Veröffentlicht am 09.05.2022 09:05

Musikalisches Gedenken


Von Susanne Hauck [ha] (susanne.hauck.icking@gmx.de, sha)
Karl Amadeus Hartmann in einer Aufnahme von 1941, mit einem Kreiderahmen fürs Passfoto. (Foto: Karl-Amadeus-Hartmann-Gesellschaft)
Karl Amadeus Hartmann in einer Aufnahme von 1941, mit einem Kreiderahmen fürs Passfoto. (Foto: Karl-Amadeus-Hartmann-Gesellschaft)
Karl Amadeus Hartmann in einer Aufnahme von 1941, mit einem Kreiderahmen fürs Passfoto. (Foto: Karl-Amadeus-Hartmann-Gesellschaft)
Karl Amadeus Hartmann in einer Aufnahme von 1941, mit einem Kreiderahmen fürs Passfoto. (Foto: Karl-Amadeus-Hartmann-Gesellschaft)
Karl Amadeus Hartmann in einer Aufnahme von 1941, mit einem Kreiderahmen fürs Passfoto. (Foto: Karl-Amadeus-Hartmann-Gesellschaft)

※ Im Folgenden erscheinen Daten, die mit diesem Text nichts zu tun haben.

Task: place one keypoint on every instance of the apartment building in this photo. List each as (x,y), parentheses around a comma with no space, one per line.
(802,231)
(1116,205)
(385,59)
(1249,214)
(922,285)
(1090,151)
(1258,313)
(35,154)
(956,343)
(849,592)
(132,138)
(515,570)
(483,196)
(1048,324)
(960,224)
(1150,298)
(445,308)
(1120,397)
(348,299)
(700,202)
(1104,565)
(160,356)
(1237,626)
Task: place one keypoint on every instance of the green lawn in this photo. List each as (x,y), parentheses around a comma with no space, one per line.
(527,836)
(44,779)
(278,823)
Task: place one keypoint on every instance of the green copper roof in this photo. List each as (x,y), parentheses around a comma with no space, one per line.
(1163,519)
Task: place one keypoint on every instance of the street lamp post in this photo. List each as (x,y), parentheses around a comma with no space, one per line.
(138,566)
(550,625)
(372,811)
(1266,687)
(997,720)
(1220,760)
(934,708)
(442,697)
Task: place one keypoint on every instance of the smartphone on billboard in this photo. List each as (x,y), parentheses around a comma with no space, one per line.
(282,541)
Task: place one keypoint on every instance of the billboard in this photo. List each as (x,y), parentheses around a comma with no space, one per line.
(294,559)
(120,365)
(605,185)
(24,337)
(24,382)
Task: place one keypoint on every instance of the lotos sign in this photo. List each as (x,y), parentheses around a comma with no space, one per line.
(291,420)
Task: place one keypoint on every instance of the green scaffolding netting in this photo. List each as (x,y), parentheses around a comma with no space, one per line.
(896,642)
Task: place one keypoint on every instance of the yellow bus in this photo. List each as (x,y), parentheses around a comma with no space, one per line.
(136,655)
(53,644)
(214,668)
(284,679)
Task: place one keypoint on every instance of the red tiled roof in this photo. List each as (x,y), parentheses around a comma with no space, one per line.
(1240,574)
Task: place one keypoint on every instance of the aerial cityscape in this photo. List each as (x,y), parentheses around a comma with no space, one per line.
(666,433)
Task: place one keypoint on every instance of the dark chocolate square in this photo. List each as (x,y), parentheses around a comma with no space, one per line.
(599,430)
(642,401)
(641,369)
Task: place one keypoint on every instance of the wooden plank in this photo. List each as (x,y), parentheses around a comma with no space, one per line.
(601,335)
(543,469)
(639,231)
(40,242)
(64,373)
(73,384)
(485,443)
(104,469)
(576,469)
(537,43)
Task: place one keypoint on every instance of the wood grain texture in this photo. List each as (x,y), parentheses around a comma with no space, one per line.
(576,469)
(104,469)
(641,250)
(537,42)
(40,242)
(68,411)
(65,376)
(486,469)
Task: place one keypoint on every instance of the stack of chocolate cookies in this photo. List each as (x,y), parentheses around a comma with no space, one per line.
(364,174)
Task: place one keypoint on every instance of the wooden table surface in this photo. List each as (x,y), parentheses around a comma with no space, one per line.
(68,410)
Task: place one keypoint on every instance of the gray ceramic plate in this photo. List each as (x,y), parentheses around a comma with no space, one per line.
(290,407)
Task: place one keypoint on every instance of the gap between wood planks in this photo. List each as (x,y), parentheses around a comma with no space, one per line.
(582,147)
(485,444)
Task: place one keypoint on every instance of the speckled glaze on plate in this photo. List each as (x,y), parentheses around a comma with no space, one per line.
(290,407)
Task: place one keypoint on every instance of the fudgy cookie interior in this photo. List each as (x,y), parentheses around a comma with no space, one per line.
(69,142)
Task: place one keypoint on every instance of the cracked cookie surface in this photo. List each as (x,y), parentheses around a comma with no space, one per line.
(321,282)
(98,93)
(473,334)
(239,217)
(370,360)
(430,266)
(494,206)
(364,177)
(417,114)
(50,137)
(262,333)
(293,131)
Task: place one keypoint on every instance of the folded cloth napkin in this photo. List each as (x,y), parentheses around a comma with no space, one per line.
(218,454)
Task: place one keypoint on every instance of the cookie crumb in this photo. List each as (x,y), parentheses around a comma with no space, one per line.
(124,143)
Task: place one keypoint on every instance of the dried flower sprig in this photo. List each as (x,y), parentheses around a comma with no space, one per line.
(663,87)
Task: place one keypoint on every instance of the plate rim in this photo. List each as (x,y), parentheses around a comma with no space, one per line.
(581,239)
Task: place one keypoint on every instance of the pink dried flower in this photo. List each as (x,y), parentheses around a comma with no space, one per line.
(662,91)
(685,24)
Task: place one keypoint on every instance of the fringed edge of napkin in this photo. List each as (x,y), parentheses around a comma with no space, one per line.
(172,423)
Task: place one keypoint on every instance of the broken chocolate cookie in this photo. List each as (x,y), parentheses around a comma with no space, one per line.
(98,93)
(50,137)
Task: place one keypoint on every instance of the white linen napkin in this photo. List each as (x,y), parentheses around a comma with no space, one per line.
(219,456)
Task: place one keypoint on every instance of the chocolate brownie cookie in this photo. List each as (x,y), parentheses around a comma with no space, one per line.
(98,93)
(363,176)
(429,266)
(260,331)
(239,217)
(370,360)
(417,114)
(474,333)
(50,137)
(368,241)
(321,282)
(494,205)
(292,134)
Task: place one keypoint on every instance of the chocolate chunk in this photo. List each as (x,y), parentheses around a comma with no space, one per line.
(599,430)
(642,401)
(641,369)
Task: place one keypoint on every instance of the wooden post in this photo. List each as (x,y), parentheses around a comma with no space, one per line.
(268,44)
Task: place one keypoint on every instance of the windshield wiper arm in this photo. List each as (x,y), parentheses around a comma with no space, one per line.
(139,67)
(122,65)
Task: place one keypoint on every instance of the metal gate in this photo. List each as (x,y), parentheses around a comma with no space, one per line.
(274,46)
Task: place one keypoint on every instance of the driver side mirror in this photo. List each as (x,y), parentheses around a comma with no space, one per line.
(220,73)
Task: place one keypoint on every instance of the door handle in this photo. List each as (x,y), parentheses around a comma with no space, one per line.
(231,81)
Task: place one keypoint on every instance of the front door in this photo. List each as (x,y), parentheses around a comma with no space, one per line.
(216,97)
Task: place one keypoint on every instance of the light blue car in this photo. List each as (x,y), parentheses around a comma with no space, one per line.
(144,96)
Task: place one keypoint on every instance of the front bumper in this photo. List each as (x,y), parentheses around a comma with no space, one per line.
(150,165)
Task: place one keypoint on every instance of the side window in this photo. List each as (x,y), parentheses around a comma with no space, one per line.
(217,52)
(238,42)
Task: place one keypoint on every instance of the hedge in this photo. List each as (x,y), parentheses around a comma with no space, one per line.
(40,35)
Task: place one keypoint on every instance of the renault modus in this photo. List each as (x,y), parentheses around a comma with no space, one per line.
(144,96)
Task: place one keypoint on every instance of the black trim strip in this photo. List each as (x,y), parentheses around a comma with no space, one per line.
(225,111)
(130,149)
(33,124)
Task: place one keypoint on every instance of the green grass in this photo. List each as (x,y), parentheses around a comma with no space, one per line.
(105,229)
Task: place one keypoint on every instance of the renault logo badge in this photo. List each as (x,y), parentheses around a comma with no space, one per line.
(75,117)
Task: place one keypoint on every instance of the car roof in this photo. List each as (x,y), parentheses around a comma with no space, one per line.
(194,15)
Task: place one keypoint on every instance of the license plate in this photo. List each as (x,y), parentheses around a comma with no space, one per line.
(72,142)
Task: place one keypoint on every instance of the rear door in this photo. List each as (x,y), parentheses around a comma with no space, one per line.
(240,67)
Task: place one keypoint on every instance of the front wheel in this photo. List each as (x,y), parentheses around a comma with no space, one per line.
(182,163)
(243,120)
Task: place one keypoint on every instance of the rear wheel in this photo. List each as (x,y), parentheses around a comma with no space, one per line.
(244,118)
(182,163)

Es war ein seltenes Hörerlebnis für die vielen Besucher: die sogenannte Todesmarschsonate in voller Länge in Schloss Kempfenhausen im Gedenken an den Leidensweg der KZ-Häftlinge 1945 von Dachau über Starnberg nach Bad Tölz. Die junge Pianistin Lauriane Follonier hat das schwierige Stück in der von Elisabeth Carr und dem Landkreis Starnberg organisierten Veranstaltung meisterhaft und eindringlich gespielt. Sabine Leutheuser-Schnarrenberger und Rainer Hange vom Verein „Gegen Vergessen – für Demokratie“ stimmten mit nachdenklichen Worten auf den Abend ein.
Karl Amadeus Hartmann war in den 1930er-Jahren einer der talentiertesten Musiker, der „Rising Star“ der deutschen Musikszene, wie es Andreas Hérm Baumgartner, der Vorsitzende der Hartmann-Gesellschaft, schilderte. Doch er entschloss sich, auf die Karriere zu pfeifen, er wollte nicht Teil des nationalsozialistischen Regimes sein. Mit seinen Werken leistete Hartmann so etwas wie musikalischen Widerstand, denn er spickte sie mit Anspielungen auf jüdische Musiker und Lieder. Aus Angst vor den Nazis versteckte sich Hartmann mit seiner Familie bei seinen Schwiegereltern in Kempfenhausen im Lüderitzweg 39. Dort war es auch, wo er Zeuge des Todesmarsches von Dachau wurde. Er hörte das klappernde Geräusch der Holzpantinen, das Bellen der Schäferhunde, die Schüsse der Wachen und sah heimlich vom Balkon aus die von der SS getriebenen Elendsgestalten. Ich habe meinen Vater noch nie so erschüttert gesehen, habe sich der damals zehnjährige Sohn Richard erinnert, berichtete Baumgartner. Noch ganz unter dem Eindruck des kaum zu begreifenden Grauens begann Hartmann noch am selben Tag mit der Komposition der Todesmarsch-Sonate. “Unendlich war der Strom, unendlich war das Elend, unendlich war das Leid”, überschrieb er das Klavierstück, dessen Bedeutung über die musikalische noch hinausgeht. „Er war einer der ersten Künstler, der sich der historischen Schuld thematisch zugewandt hat“, unterstrich Baumgartner. Nach dem Krieg wurde Hartmann Dramaturg an der Bayerischen Staatsoper und gründete die bekannte Konzertreihe Musica viva.

Zwischenwelten

Auch andere Starnberger wurden Zeugen des Todesmarsches. Für viele sei es das erste Mal gewesen, dass sie mit KZ-Häftlingen und SS-Gräueln konfrontiert gewesen seien, referierte Marita Krauss. Die Pöckinger Geschichtsprofessorin hielt einen höchst informativen Vortrag über die „Zwischenwelten“, die Monate April und Mai 1945, die Niemandszeit zwischen Kriegsende und Neuanfang. „Den Starnbergern sieht man an, dass sie das Entsetzliche nicht begreifen“, so schilderte es ein Zeitzeuge. Bei vielen Bürgern habe die Angst und die Scheu überwogen. Viele wagten nicht, sich den Häftlingen zu nähern, aber andere steckten ihnen Brot zu oder halfen Fluchtwilligen.